Diyeti atlamak obezite tedavisinde başarısızlığa neden oluyor

Medicana Sivas Hastanesi doktorlarından diyetisyen Özge Karabağ, diyetin obezite tedavisinin birinci basamağını oluşturduğunu belirterek, diyet atlanarak diğer tedavi yöntemlerine geçişin şişmanlık tedavisinde başarısızlığa neden olabileceğini...

Medicana Sivas Hastanesi doktorlarından diyetisyen Özge Karabağ, diyetin obezite tedavisinin birinci basamağını oluşturduğunu belirterek, diyet atlanarak diğer tedavi yöntemlerine geçişin şişmanlık tedavisinde başarısızlığa neden olabileceğini söyledi.
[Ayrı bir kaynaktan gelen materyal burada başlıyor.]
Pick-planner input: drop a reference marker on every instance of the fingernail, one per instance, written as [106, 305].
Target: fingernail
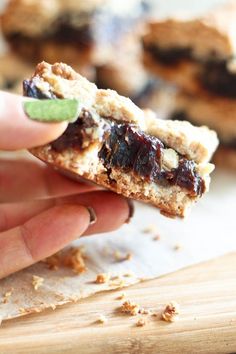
[93, 216]
[131, 210]
[55, 110]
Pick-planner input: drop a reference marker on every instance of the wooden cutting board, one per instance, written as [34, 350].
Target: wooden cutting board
[207, 322]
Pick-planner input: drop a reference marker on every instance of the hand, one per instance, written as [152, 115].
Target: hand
[40, 210]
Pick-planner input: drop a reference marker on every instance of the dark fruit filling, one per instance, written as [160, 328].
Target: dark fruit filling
[216, 78]
[214, 74]
[168, 56]
[125, 147]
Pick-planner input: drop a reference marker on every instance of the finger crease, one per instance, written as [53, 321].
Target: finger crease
[3, 221]
[26, 234]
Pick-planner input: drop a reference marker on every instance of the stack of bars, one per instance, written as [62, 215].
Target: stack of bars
[98, 38]
[199, 57]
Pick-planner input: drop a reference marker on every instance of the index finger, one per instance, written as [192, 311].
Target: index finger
[17, 131]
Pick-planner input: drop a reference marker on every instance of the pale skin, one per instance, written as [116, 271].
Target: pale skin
[42, 211]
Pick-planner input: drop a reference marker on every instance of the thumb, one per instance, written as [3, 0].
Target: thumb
[41, 236]
[17, 131]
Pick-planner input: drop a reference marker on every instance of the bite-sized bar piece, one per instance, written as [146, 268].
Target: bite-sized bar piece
[12, 71]
[196, 53]
[117, 145]
[74, 31]
[218, 113]
[124, 71]
[225, 157]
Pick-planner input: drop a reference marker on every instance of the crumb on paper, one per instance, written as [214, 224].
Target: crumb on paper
[119, 257]
[121, 296]
[102, 278]
[141, 322]
[53, 262]
[130, 308]
[154, 314]
[157, 238]
[143, 311]
[6, 296]
[171, 312]
[102, 319]
[129, 274]
[150, 229]
[177, 247]
[26, 311]
[72, 258]
[37, 282]
[118, 282]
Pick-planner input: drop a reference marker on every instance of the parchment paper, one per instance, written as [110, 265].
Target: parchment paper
[169, 244]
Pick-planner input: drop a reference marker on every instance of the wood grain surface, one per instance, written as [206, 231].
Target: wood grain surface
[207, 322]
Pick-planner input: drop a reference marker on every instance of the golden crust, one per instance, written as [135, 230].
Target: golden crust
[172, 200]
[213, 33]
[218, 113]
[183, 74]
[225, 158]
[196, 143]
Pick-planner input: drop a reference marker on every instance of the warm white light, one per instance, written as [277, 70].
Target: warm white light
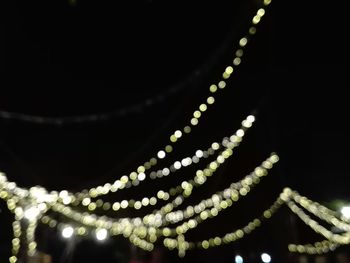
[238, 259]
[31, 213]
[101, 234]
[346, 211]
[266, 258]
[161, 154]
[67, 232]
[141, 176]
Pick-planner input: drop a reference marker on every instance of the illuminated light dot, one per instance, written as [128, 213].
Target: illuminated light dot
[67, 232]
[116, 206]
[237, 61]
[210, 100]
[213, 88]
[213, 165]
[256, 19]
[194, 121]
[238, 259]
[251, 118]
[222, 84]
[67, 200]
[141, 176]
[187, 129]
[240, 133]
[274, 158]
[133, 176]
[166, 171]
[153, 161]
[203, 107]
[246, 124]
[141, 169]
[168, 148]
[92, 206]
[252, 30]
[31, 213]
[137, 205]
[215, 146]
[178, 134]
[177, 165]
[239, 53]
[199, 153]
[243, 41]
[81, 231]
[205, 244]
[261, 12]
[346, 211]
[63, 194]
[101, 234]
[161, 154]
[145, 201]
[266, 258]
[229, 70]
[124, 179]
[86, 201]
[173, 138]
[153, 201]
[197, 114]
[124, 204]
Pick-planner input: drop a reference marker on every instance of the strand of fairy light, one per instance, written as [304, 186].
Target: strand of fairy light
[127, 227]
[194, 121]
[182, 245]
[185, 187]
[133, 178]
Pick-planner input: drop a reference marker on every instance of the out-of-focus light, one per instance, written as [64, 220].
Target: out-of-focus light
[101, 234]
[161, 154]
[345, 211]
[31, 213]
[238, 259]
[266, 258]
[67, 232]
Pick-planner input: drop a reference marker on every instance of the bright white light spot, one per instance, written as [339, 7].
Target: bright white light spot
[31, 213]
[346, 211]
[101, 234]
[266, 258]
[67, 200]
[141, 176]
[67, 232]
[238, 259]
[199, 153]
[251, 118]
[178, 134]
[161, 154]
[177, 165]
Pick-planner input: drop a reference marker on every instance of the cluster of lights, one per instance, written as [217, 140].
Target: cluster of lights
[182, 245]
[134, 177]
[229, 143]
[318, 248]
[30, 206]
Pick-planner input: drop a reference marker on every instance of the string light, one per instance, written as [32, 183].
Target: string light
[228, 144]
[67, 232]
[161, 154]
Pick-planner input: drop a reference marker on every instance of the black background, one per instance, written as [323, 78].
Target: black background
[94, 57]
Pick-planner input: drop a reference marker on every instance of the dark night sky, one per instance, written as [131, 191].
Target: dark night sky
[101, 56]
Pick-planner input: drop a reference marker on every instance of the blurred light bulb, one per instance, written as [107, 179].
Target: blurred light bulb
[101, 234]
[67, 232]
[31, 213]
[266, 258]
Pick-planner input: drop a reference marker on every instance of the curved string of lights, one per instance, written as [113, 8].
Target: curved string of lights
[73, 213]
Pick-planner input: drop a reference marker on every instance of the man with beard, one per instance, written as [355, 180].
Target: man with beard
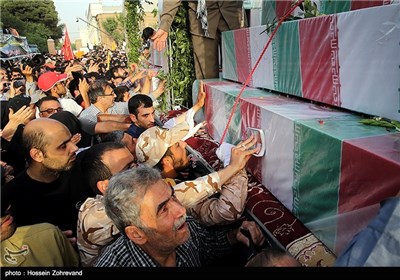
[165, 149]
[156, 229]
[41, 193]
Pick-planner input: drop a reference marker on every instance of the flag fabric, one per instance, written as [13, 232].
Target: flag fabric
[66, 50]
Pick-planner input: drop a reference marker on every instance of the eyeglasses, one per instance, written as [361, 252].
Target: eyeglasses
[110, 94]
[51, 110]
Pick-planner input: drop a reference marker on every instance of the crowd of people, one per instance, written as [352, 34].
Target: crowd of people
[92, 177]
[61, 165]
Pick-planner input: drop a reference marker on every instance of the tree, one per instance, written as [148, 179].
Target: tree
[115, 27]
[37, 20]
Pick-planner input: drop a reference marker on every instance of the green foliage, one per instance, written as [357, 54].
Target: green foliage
[134, 16]
[35, 19]
[180, 76]
[114, 27]
[309, 9]
[181, 69]
[378, 121]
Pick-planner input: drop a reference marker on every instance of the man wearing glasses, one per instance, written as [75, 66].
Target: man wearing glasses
[102, 101]
[53, 84]
[48, 105]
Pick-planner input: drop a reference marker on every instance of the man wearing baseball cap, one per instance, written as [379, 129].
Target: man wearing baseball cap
[53, 84]
[164, 148]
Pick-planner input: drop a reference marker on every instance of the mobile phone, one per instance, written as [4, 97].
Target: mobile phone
[260, 144]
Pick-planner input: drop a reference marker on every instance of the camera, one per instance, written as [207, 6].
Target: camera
[6, 85]
[36, 61]
[19, 83]
[259, 136]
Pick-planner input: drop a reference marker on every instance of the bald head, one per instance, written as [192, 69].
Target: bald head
[39, 133]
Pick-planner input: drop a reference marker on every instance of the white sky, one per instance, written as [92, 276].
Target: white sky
[69, 10]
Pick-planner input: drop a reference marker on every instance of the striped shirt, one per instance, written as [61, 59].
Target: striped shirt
[204, 245]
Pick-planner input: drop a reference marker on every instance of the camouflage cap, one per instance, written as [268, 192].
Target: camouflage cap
[153, 143]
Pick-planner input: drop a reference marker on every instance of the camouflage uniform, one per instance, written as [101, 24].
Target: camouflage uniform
[96, 230]
[152, 145]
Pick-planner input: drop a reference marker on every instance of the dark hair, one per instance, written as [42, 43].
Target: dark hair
[74, 126]
[97, 89]
[137, 101]
[119, 92]
[46, 98]
[95, 169]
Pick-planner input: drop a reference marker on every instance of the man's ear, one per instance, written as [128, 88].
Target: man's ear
[53, 90]
[167, 162]
[36, 155]
[102, 186]
[136, 235]
[133, 118]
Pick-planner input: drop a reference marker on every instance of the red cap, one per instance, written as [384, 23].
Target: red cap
[48, 79]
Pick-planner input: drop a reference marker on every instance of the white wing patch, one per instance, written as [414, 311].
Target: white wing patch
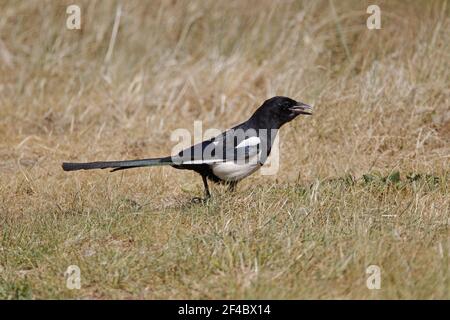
[249, 142]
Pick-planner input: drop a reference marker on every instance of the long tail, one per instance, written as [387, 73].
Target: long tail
[117, 165]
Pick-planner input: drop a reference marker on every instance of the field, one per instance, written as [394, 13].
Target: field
[364, 181]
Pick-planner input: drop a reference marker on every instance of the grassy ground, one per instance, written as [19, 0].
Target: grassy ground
[366, 184]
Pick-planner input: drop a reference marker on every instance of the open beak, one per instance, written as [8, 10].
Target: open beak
[301, 108]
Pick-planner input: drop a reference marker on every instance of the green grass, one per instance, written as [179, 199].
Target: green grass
[283, 242]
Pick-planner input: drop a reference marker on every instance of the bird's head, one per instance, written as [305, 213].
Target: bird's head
[280, 110]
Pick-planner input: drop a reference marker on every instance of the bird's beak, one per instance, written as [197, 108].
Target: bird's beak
[301, 108]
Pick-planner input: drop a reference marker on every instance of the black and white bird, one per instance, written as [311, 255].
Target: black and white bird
[228, 157]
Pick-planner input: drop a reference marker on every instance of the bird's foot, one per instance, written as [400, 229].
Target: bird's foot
[198, 200]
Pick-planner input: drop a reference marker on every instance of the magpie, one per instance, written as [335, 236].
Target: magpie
[228, 157]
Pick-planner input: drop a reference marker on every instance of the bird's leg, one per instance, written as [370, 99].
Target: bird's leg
[205, 184]
[207, 193]
[232, 186]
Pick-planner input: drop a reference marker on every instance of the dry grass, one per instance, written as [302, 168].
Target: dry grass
[382, 105]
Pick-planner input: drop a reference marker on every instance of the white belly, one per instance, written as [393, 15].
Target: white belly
[232, 171]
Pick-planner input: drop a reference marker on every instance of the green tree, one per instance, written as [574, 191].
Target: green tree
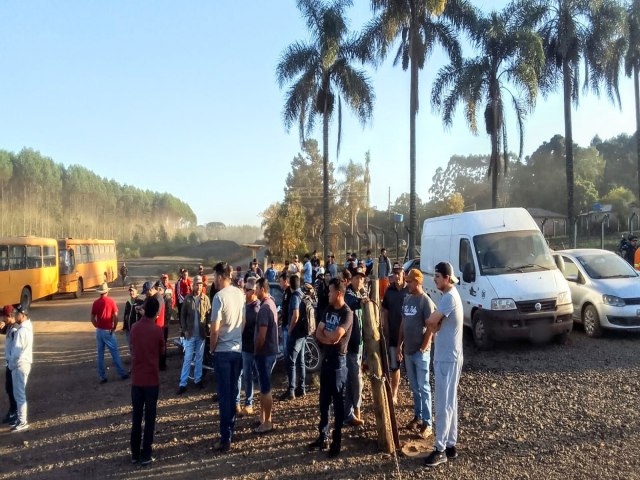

Diyetisyen Özge Karabağ, havaların ısınmasıyla birlikte herkesin diyet yapma telaşına girdiğini söyleyerek, "Obezite, vücut ağırlığının olması gerekenden daha fazla olmasıdır. Obezite, vücutta yağ dokusu oranının artması sonucu ortaya çıkan bir tablodur. Obezite uzun süren bir enerji dengesizliği sonucudur. Bunun belli başlı nedenleri; fazla yeme, fiziksel hareketlerin azlığı, psikolojik bozukluklar, metabolik ve hormonal bozukluklar, kalıtımsal faktörlerdir. Bu faktörler arasında en önemlisi, fazla yemedir. Birçoğumuz kendi yediklerimiz ve içtiklerimiz hakkında net bilgilere sahip değiliz. Bazılarımız, fiziksel hareketler için harcanan enerji konusunda da yeterince bilgi sahibi değiliz. Hareket ediyorum diye fazla yemek, bazen farkında olmadan şişmanlığımıza da yol açabilir. Obezite tedavisinde; diyet tedavisi, fiziksel aktivitenin artırılması, davranış değişikliği, ilaç tedavisinin birkaçı ya da hepsi kullanılmaktadır. Burada unutulmaması gereken nokta, her ne kombinasyon kullanılırsa kullanılsın, kalıcı çözüm için beslenme tedavisinin de muhakkak uygulanması gerektiğidir. Diyet obezite tedavisinin birinci basamağını oluşturur. Diyet atlanarak diğer tedavi yöntemlerine geçiş, şişmanlık tedavisinde başarısızlığa neden olur. Diyet kelimesi bile çoğumuzda daha başlangıçta negatif bir algıya sebep oluyor. Aslında diyetin anlamı, kişinin sağlıklı beslenme programına alınmasıdır." dedi.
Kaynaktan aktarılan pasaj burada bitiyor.